Lebel Rifle M1886/93: Fusil d’ Infantrie, modele 1886 tranforme 1893. This was the standard rifle of the French Army in 1914. The Lebel held 8 x 8mm rounds in a tubular magazine under the barrel and first entered service in 1886. The old Kropatschek system, individual loading of each round and the fact that after every shot fired the centre of gravity would change meant that this rifle was outdated within a few years. Some of the design failings were put right in the 1893 modification (mainly changes to the sights, furniture and added strength to different parts of the receiver). Although accurate at long ranges, the length of the Lebel, especially when fixed with the 55cm cruciform ‘needle’ bayonet was far too long in the confined spaces of the trenches. A further disadvantage was that the bolt handle stuck out at a 90°angles to the rifle, coursing it to sometimes snag on uniform and equipment. The rifle was used up until 1940, some examples being taken on by the Wehrmacht and designated as Gew. 301(f). On the right hand side, at the end of the stock, are the 2 metal locking splints used to dissemble the rifle. Colour: furniture (wood) – brown. Metal – dark metal.
Gas Mask M2: The M2 gas mask was stowed in a metal tin, which in accordance to French Army regulation was attached to the left ammunition pouch by means of a string cord. This mask entered service in April 1916 and consisted of a multi-layered cloth bag with eye-pieces. Colour: the tins varied in colour from grey-blue to khaki. Often the edges were chipped and worn from constant use so that the bare metal could be seen.

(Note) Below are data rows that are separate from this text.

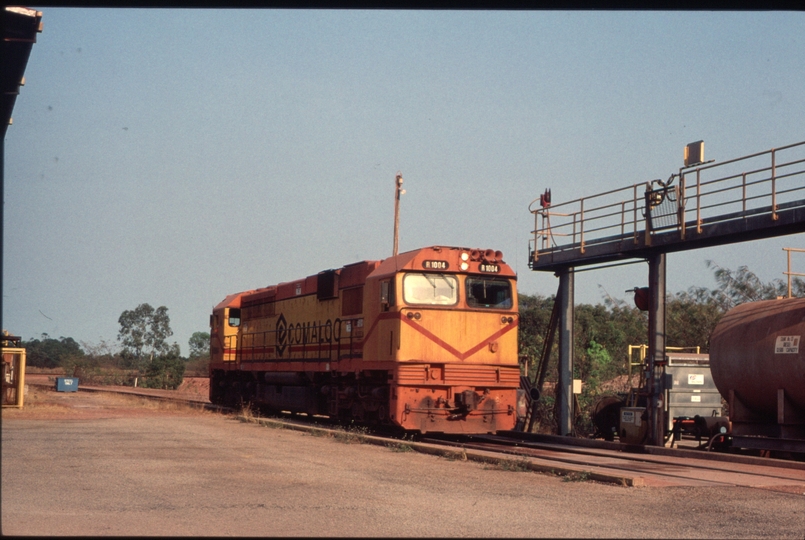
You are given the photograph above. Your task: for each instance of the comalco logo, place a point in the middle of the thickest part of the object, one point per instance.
(289, 334)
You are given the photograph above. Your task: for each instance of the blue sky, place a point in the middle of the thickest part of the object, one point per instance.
(176, 156)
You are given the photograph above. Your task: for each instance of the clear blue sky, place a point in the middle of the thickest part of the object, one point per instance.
(176, 156)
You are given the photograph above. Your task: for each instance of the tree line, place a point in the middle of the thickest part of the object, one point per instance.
(141, 356)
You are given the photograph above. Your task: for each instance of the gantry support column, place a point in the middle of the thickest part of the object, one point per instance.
(564, 387)
(656, 348)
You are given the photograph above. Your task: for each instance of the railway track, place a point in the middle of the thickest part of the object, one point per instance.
(597, 460)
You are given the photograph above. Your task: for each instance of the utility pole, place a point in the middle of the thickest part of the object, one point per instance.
(398, 191)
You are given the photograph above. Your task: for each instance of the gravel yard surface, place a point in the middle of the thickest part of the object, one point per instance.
(99, 464)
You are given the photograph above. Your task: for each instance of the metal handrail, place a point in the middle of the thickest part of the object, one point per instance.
(704, 192)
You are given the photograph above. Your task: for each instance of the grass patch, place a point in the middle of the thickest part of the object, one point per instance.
(509, 465)
(351, 435)
(400, 447)
(583, 476)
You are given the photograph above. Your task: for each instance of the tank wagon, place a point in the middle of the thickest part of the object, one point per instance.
(425, 340)
(757, 359)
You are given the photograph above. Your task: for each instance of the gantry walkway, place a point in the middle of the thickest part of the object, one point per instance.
(757, 196)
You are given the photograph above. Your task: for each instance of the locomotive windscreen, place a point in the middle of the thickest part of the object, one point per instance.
(489, 293)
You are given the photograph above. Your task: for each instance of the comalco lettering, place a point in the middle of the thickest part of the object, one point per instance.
(306, 333)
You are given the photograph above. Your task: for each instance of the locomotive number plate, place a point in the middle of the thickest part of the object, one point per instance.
(435, 265)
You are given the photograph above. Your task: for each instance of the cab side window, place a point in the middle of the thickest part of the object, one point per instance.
(386, 295)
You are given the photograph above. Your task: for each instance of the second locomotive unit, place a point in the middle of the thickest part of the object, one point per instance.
(425, 341)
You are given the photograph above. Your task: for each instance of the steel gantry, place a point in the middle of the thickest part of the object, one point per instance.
(757, 196)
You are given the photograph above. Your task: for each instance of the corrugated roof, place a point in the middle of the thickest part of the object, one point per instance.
(18, 29)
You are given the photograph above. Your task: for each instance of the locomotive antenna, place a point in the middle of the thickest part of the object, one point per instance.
(398, 192)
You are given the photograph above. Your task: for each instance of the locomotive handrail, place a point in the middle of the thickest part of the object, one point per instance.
(768, 182)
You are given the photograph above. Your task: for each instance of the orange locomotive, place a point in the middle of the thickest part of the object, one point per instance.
(425, 340)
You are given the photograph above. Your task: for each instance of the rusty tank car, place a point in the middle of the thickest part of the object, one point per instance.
(757, 358)
(425, 341)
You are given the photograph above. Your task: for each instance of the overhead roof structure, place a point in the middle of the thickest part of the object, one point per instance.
(18, 29)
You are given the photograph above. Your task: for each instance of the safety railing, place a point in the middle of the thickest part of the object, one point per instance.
(768, 182)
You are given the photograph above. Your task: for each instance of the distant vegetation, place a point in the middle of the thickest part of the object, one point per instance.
(141, 356)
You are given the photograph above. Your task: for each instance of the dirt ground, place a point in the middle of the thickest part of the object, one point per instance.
(95, 464)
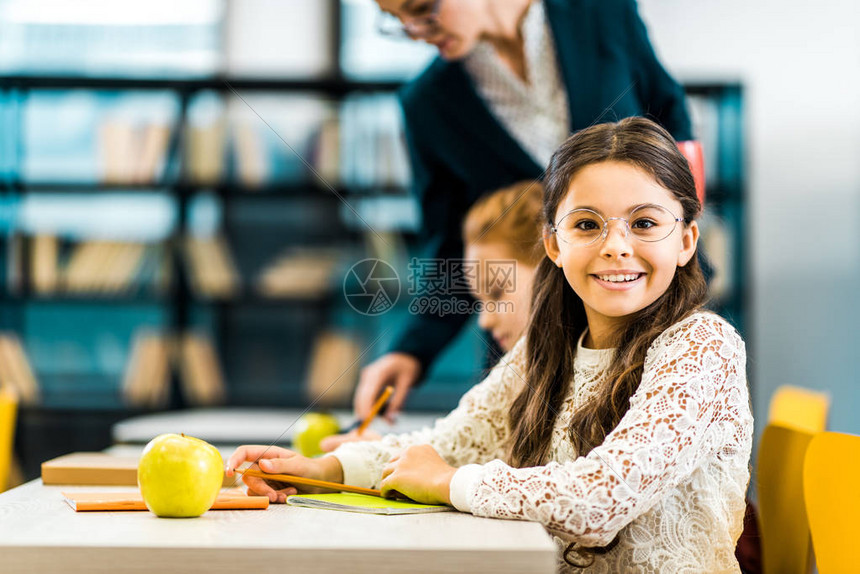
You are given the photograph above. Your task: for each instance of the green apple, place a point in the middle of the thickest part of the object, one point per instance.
(311, 429)
(179, 476)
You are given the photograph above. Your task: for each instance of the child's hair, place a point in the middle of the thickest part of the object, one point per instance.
(557, 313)
(512, 216)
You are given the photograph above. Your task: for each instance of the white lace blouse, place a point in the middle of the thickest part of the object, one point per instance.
(669, 480)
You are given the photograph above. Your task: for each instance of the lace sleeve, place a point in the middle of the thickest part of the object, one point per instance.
(474, 432)
(684, 411)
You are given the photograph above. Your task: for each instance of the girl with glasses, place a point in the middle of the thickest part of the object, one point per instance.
(621, 420)
(513, 79)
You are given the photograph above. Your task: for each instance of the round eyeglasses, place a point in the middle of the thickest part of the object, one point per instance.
(422, 22)
(582, 227)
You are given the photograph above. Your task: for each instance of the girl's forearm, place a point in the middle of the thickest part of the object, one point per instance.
(332, 469)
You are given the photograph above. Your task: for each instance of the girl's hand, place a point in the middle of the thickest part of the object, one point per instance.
(277, 460)
(419, 473)
(330, 443)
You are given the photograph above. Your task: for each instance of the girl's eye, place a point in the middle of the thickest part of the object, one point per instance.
(421, 10)
(643, 224)
(586, 225)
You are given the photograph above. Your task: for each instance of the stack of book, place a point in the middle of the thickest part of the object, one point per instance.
(154, 357)
(211, 268)
(252, 165)
(333, 371)
(147, 378)
(300, 274)
(133, 154)
(204, 152)
(16, 374)
(200, 371)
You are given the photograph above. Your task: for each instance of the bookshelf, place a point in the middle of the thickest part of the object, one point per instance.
(242, 324)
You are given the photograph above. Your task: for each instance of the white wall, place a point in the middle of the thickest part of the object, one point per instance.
(800, 63)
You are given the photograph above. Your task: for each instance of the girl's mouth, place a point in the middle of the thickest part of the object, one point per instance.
(618, 282)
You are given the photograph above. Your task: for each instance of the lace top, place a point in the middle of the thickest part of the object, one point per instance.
(669, 480)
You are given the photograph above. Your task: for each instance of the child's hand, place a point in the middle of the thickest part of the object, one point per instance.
(330, 443)
(277, 460)
(419, 473)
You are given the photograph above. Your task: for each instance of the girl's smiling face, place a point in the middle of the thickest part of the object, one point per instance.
(613, 189)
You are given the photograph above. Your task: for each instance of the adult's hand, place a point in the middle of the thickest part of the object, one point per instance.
(277, 460)
(398, 369)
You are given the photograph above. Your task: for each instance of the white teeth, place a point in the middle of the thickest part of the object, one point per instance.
(618, 278)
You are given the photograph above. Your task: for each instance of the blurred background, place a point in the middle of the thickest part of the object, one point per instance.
(184, 187)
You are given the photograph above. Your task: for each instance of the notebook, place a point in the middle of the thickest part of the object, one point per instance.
(107, 501)
(349, 502)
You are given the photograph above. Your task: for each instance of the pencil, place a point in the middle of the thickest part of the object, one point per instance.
(386, 394)
(309, 482)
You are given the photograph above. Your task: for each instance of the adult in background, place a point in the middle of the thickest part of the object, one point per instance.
(513, 79)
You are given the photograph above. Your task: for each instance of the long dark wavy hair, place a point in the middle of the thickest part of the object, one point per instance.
(558, 316)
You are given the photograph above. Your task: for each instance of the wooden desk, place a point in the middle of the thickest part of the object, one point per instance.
(39, 532)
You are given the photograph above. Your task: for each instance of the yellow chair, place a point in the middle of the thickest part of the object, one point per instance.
(799, 408)
(831, 490)
(785, 540)
(8, 410)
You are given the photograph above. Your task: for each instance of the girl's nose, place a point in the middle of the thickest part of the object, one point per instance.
(616, 240)
(485, 320)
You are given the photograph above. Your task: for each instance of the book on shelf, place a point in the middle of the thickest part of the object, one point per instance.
(44, 263)
(201, 375)
(103, 267)
(133, 154)
(299, 273)
(16, 373)
(146, 382)
(325, 151)
(153, 153)
(334, 368)
(212, 270)
(716, 242)
(205, 152)
(252, 163)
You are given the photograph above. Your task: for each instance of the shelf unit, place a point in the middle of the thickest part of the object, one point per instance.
(725, 199)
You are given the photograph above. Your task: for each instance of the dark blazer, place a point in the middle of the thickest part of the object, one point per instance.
(459, 150)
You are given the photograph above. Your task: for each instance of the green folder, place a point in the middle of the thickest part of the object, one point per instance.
(349, 502)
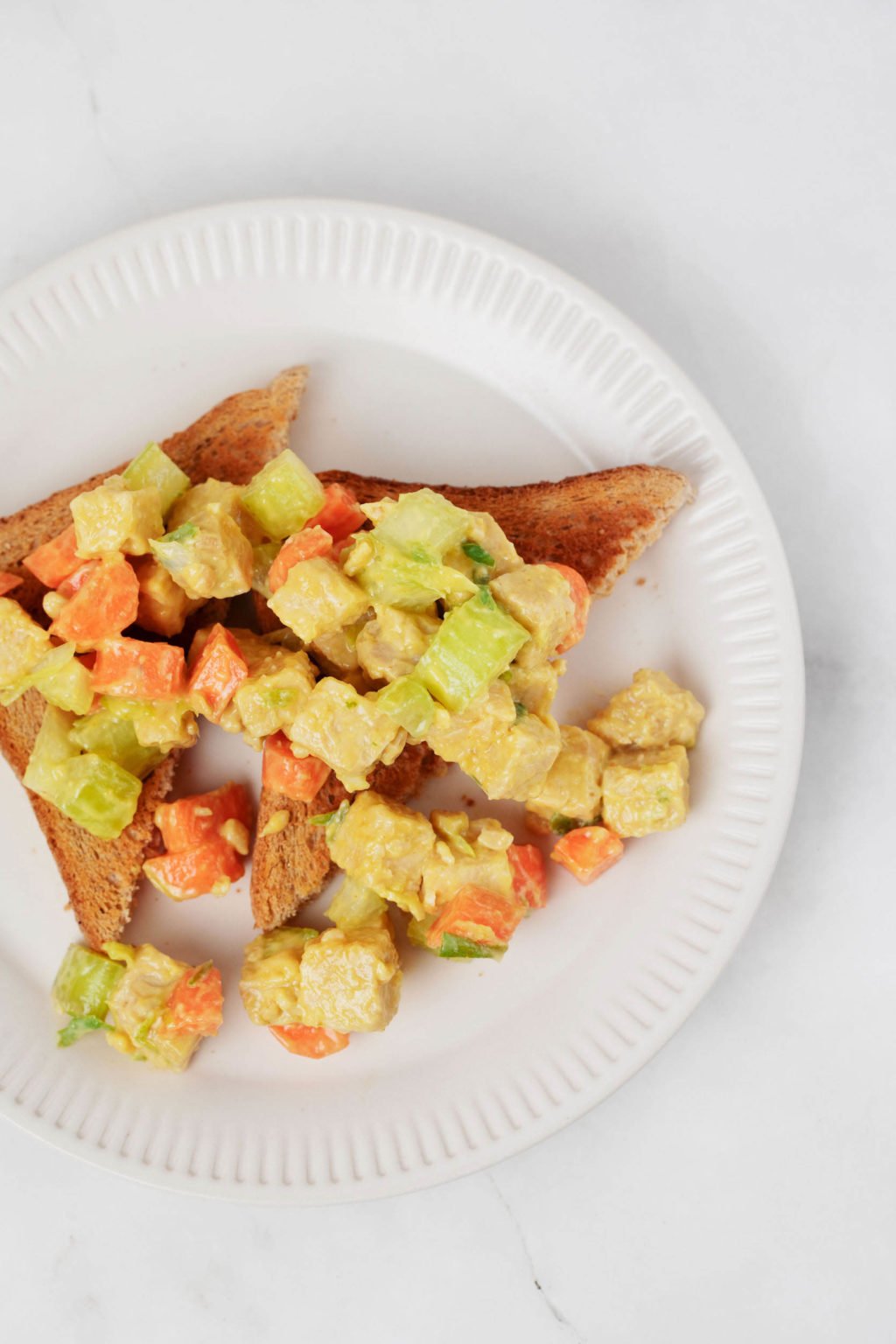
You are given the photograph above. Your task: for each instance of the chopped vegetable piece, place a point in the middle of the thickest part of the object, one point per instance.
(477, 641)
(529, 875)
(296, 777)
(77, 581)
(410, 581)
(220, 671)
(113, 518)
(341, 514)
(301, 546)
(190, 822)
(80, 1027)
(409, 704)
(52, 750)
(312, 1042)
(477, 914)
(163, 605)
(140, 669)
(158, 724)
(580, 599)
(477, 554)
(153, 468)
(57, 559)
(94, 794)
(587, 851)
(208, 556)
(464, 949)
(284, 496)
(83, 983)
(354, 906)
(103, 605)
(422, 521)
(207, 867)
(112, 735)
(196, 1005)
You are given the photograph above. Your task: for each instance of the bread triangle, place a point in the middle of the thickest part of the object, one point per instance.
(231, 441)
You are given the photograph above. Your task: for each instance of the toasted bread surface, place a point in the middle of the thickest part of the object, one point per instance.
(231, 441)
(597, 523)
(293, 864)
(101, 875)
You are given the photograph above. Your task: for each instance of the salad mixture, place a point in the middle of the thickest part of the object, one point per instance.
(403, 621)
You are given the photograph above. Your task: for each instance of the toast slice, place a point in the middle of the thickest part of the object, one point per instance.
(597, 523)
(231, 441)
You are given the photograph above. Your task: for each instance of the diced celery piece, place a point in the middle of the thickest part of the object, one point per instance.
(156, 724)
(60, 679)
(354, 906)
(80, 1027)
(52, 752)
(418, 929)
(153, 466)
(464, 949)
(474, 646)
(409, 704)
(283, 496)
(424, 524)
(65, 682)
(110, 734)
(97, 794)
(393, 578)
(83, 983)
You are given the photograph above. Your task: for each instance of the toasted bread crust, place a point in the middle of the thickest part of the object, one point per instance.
(231, 441)
(293, 865)
(101, 875)
(597, 523)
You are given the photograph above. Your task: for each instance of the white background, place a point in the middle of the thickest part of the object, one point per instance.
(725, 175)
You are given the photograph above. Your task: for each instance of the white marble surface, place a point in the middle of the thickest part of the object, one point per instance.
(724, 173)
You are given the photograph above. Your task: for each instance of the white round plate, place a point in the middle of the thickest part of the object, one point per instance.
(436, 354)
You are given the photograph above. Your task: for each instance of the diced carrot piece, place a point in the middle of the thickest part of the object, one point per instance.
(288, 774)
(529, 875)
(77, 579)
(138, 669)
(57, 559)
(580, 599)
(207, 867)
(103, 605)
(192, 820)
(477, 914)
(196, 1005)
(220, 671)
(312, 1042)
(301, 546)
(340, 514)
(587, 851)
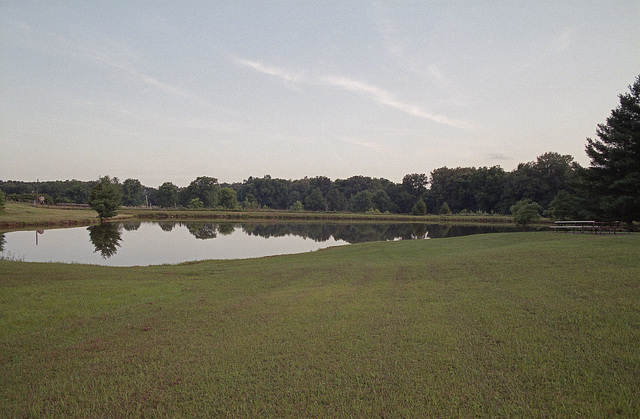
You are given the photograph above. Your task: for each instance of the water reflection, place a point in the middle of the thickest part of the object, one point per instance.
(152, 243)
(106, 238)
(321, 232)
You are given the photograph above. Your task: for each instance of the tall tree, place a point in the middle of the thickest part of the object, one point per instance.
(205, 188)
(132, 193)
(614, 174)
(106, 197)
(166, 195)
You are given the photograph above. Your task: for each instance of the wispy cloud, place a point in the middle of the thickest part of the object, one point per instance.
(386, 98)
(375, 93)
(103, 51)
(274, 71)
(377, 148)
(498, 156)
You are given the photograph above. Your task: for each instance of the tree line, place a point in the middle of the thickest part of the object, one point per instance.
(553, 183)
(452, 190)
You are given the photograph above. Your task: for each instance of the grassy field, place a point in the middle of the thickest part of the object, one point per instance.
(519, 324)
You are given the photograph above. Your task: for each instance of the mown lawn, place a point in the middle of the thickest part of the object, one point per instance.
(531, 324)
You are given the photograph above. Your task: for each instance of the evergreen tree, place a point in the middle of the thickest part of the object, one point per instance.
(613, 179)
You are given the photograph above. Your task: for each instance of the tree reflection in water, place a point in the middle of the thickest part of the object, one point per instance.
(350, 233)
(106, 238)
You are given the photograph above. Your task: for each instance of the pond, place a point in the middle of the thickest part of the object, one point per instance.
(156, 243)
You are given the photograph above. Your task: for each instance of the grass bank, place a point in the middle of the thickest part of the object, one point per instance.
(20, 215)
(536, 324)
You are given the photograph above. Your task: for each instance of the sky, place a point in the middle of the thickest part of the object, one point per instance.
(167, 91)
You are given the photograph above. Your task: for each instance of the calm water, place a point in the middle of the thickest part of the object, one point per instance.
(156, 243)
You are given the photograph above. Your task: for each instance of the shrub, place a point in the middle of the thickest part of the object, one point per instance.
(444, 209)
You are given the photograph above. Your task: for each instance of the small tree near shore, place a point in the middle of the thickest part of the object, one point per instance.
(106, 197)
(525, 212)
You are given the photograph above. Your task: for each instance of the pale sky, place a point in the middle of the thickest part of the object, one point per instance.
(172, 90)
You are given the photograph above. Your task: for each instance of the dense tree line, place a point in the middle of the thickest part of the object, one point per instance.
(461, 189)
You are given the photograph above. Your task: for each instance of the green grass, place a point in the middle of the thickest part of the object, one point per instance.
(535, 324)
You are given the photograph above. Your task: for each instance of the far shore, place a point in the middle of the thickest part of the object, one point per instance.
(21, 216)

The Base: The base supplied with the figure depicts a piece of ground on one of the slopes leading up to the Chemin des Dames. The torn trunks are all that is left from the shattered young trees. The severed branches, bracken and brambles have all long disappeared through the constant shelling; leaving exposed the subsoil and tree roots. The colour of the soil in this area is light brown/ beige with small stones. The trees were of a mixed variety.